Among Mr. Nero’s long list of honors are six honorary doctorates (the most recent from Drexel University in 2004) and the prestigious International Society of Performing Arts Presenters Award for “Excellence in the Arts.” He is also included on two historic walks of fame—one in Philadelphia, and one in Miami, Florida. In 1999 he received the Pennsylvania Distinguished Arts Award, presented by Pennsylvania Governor Tom Ridge. Previous honorees include Marian Anderson, James Michener, Andrew Wyeth, and Riccardo Muti. In February 2009, the Abraham Lincoln Foundation of the Union League of Philadelphia presented Mr. Nero with its prestigious Lincoln Award as part of its Lincoln Day 2009 celebration. The Award is given to persons of distinction who, through their actions, have significantly contributed to the United States of America.

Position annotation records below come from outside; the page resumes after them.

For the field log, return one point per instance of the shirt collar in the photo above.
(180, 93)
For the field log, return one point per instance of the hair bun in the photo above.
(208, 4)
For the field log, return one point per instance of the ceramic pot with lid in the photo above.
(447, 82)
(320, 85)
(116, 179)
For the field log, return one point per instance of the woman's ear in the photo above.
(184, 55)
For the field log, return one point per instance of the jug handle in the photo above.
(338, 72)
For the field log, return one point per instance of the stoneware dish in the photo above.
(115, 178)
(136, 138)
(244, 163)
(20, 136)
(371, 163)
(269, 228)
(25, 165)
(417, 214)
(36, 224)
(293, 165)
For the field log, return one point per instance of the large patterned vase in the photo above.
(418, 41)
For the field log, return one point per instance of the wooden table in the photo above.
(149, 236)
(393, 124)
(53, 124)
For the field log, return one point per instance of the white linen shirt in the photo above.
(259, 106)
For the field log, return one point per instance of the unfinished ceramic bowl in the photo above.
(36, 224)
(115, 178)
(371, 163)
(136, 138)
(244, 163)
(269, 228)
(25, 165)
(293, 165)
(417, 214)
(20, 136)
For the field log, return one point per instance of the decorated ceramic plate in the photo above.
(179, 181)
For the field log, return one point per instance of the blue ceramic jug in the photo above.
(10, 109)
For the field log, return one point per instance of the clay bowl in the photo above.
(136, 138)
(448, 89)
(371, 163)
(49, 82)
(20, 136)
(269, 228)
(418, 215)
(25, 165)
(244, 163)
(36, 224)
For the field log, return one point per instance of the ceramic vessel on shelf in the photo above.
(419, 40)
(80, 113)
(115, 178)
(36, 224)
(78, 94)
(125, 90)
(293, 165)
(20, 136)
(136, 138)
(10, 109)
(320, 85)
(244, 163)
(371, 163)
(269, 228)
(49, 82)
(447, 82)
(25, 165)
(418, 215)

Peter Nero is an active supporter of many important causes, including the funding of school music programs, fundraising for the building of new arts centers across the country, as well as research for cancer, dystonia, and autism.
When not touring the world, Peter Nero makes his home in the Philadelphia area. He has two children—Beverly, a successful film producer residing with her husband in California, and Jedd, a commercial real estate entrepreneur residing with his wife near New York City. Both children have made him a grandfather.